Jen Trudell

Working With CSV Files in Ruby

October 09, 2015 | 4 Minute Read

comma, separated, values

CSV stands for “comma separated values” and csv files contain rows of text. Each row has strings separated by commas. Each row, and the comma separated strings within each row, can be thought of as a single record in a database. These files can hold all sorts of information in strings, but here is an example of a short database in a csv file (the first line is the (optional) header line. More on that below.):

my_database.csv

id,name,phone,email
1,joe smith, 555-1234,joe@smith.com
2,jane burns,444-1234,jane@aol.com
3, pinkie pie,123-9999,pinke_pie@equestria.com

CSV files can contain headers. In our file above, the first row is the header, and it designates that in the lines of text that follow, the first item in each line before the first comma is an id, the second item before the second comma is a name, the third item before the third comma is a phone number, and the last item is an email. Commas are key here – if you put a comma in between “jane” and “burns”, the id would still be “2” and her first name would be “jane”, but the file would think her phone number was “burns”. CSV files doen’t need to contain headers, but they are useful to have as they act like column headers (and later, hash keys) for the individual pieces of comma separated data in the rows below.

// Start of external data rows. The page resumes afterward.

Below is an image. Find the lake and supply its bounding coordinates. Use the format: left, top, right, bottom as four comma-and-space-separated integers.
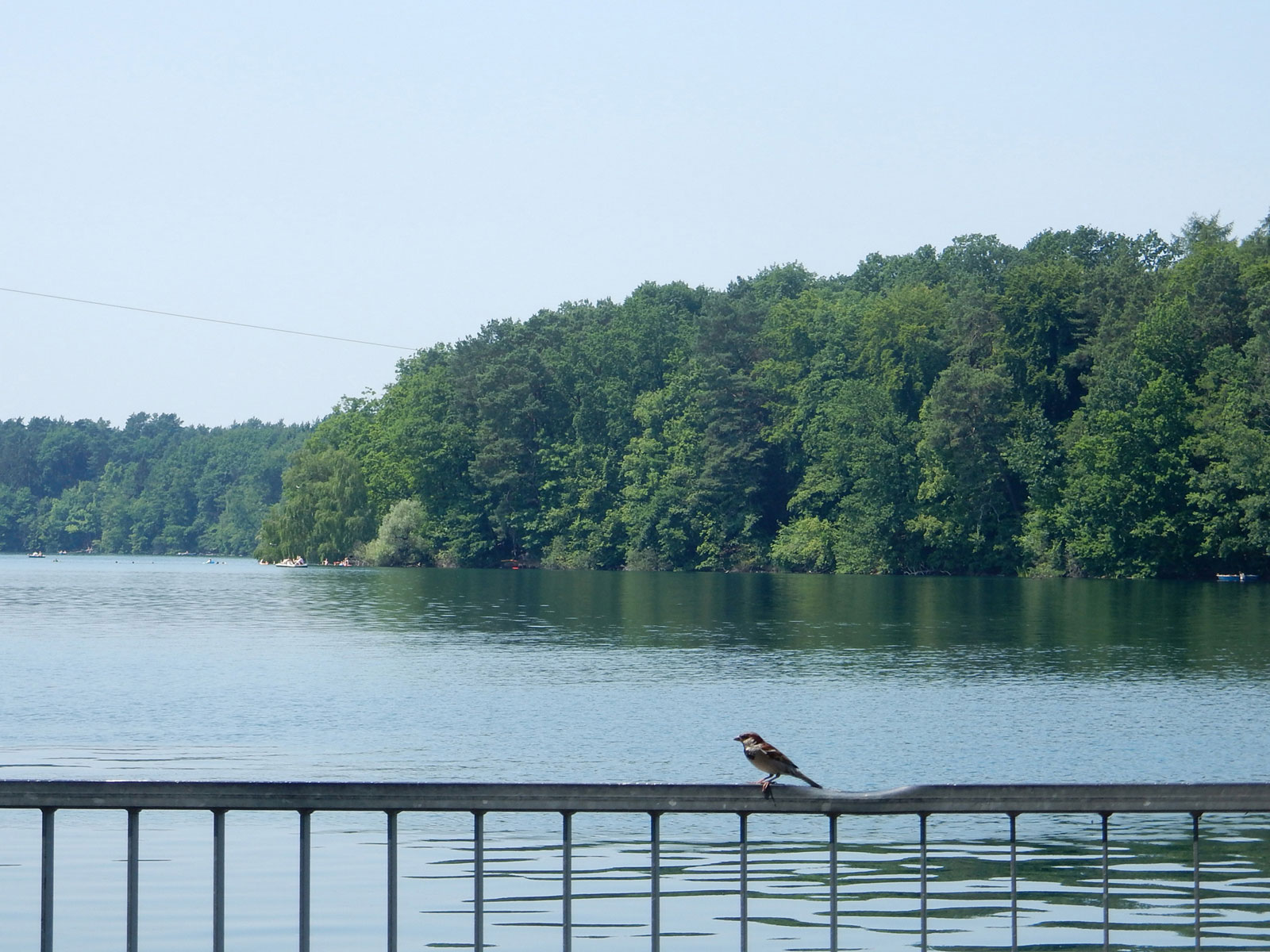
0, 556, 1270, 950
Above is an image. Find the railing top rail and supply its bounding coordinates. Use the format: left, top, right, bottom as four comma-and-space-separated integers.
0, 779, 1270, 815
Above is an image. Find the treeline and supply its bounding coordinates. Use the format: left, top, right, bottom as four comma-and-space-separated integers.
0, 414, 313, 555
250, 217, 1270, 578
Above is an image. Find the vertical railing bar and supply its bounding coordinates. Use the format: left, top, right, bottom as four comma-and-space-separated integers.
1103, 814, 1111, 952
383, 810, 398, 952
125, 806, 141, 952
649, 811, 662, 952
300, 810, 314, 952
472, 810, 485, 952
212, 808, 225, 952
829, 814, 838, 952
560, 810, 573, 952
1191, 810, 1203, 948
918, 814, 927, 952
40, 806, 57, 952
1010, 814, 1018, 952
737, 814, 749, 952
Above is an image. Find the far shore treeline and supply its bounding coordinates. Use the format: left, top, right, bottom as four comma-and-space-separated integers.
0, 216, 1270, 578
0, 413, 313, 555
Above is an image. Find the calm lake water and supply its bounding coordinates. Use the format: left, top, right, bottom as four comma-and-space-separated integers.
0, 556, 1270, 950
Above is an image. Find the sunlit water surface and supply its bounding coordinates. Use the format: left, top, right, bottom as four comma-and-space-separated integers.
0, 556, 1270, 952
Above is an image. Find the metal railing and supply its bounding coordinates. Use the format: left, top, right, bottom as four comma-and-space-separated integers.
0, 781, 1270, 952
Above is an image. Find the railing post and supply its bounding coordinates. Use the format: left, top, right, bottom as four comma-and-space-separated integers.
472, 810, 485, 952
125, 808, 141, 952
385, 810, 398, 952
737, 814, 749, 952
1103, 814, 1111, 952
300, 810, 314, 952
1010, 814, 1018, 952
560, 810, 573, 952
649, 812, 662, 952
212, 810, 225, 952
1191, 810, 1203, 948
829, 814, 838, 952
917, 814, 927, 952
40, 806, 57, 952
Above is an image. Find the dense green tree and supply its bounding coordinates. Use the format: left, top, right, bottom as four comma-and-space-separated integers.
244, 210, 1270, 575
256, 448, 375, 562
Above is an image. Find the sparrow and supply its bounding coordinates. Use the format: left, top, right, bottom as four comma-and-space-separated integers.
733, 734, 823, 792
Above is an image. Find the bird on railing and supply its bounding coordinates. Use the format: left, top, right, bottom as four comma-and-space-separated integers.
733, 732, 821, 793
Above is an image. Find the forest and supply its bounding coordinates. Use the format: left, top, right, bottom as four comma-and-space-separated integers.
0, 413, 313, 555
252, 216, 1270, 578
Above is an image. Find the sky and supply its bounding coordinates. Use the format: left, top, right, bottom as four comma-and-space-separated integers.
0, 0, 1270, 425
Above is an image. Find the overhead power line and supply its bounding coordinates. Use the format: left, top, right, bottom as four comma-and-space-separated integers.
0, 288, 419, 351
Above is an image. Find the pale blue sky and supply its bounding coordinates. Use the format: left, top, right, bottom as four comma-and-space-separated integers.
0, 0, 1270, 424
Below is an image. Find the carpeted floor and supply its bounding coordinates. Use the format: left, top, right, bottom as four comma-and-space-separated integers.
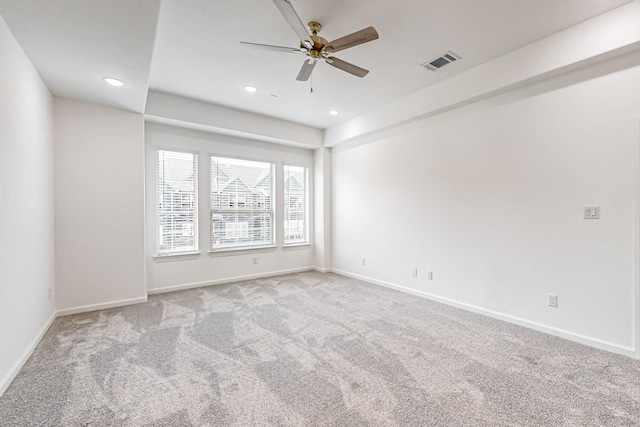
0, 272, 640, 427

Ruby conveniently includes a CSV class, which allows us to do various things with CSV files. One thing we can do is open a CSV file and read each line, turning it into a CSV::Row object, like so:

  require 'csv'

  my_file = 'my_database.csv'
  my_people_data = []

  CSV.foreach(my_file, headers: true) do |row|
    my_people_data << row
  end

  print my_people_data

  => [#<CSV::Row "id":"1" "name":"joe smith" "phone":" 555-1234" "email":"joe@smith.com">, #<CSV::Row "id":"2" "name":"jane burns" "phone":"444-1234" "email":"jane@aol.com">, #<CSV::Row "id":"3" "name":" pinkie pie" "phone":"123-9999" "email":"pinke_pie@equestria.com">]

A few things to note in the above code. First, you have to require ‘csv’ to use the CSV class. Second, the “headers” argument in the CSV.foreach method is optional. If you do not include it and only pass in the file name to CSV.foreach, it will assume that there are no headers and every row will be a set of data. Including headers in the argument sent to CSV.foreach means that CSV knows to look for them in the first row, and will then associate them with the corresponding pieces of data in the following rows.

CSV.foreach, with the headers option on, returns a CSV Row, with “header”: “value”, sort of like a hash (note there are no commas between differents sets of headers and values, as there would be in a hash). In fact, you could send a CSV Row into a hash! Let’s try that with our array of CSV Rows, my_people_data.

  require 'csv'

  my_people_data = [
    #<CSV::Row "id":"1" "name":"joe smith" "phone":" 555-1234" "email":"joe@smith.com">,
    #<CSV::Row "id":"2" "name":"jane burns" "phone":"444-1234" "email":"jane@aol.com">,
    #<CSV::Row "id":"3" "name":" pinkie pie" "phone":"123-9999" "email":"pinke_pie@equestria.com">
    ]

  class Pony
    def initialize(data)
      @name = data["name"]
      @phone = data["phone"]
      @email = data["email"]
    end
  end

  pinkie_pie_data = my_people_data.last

  pinkie_pie = Pony.new(pinkie_pie_data)

  puts pinkie_pie.inspect

  #<Pony:0x007f8a0a066cd8 @name=" pinkie pie", @phone="123-9999", @email="pinke_pie@equestria.com">
=> nil

So what happend there? We have an array of CSV Row objects, called my_people_data, and we created a new Person class that is initialized by some data. @name, @phone, and @email are each assigned to some value in data we pass in, accessed by a key. We pull the data on pinkie pie from the my_people_data array, and we pass that data into Person.new. Person.new looks for “name”, “phone” and “email” in the csv data just as it would search a hash for keys, and finds the data (headers for the win!). And now we have a pinkie pie Pony object. With an email and a phone number, naturally, because pinkie pie is very popular.

CSV is great because it is compact and relatively easy to deal with. You could have a large csv file with many, many lines, and as long as there is a header and the data on each line is appropriately separated by commas, it is easy to pull the data you need out of the csv file and pass it to ruby objects.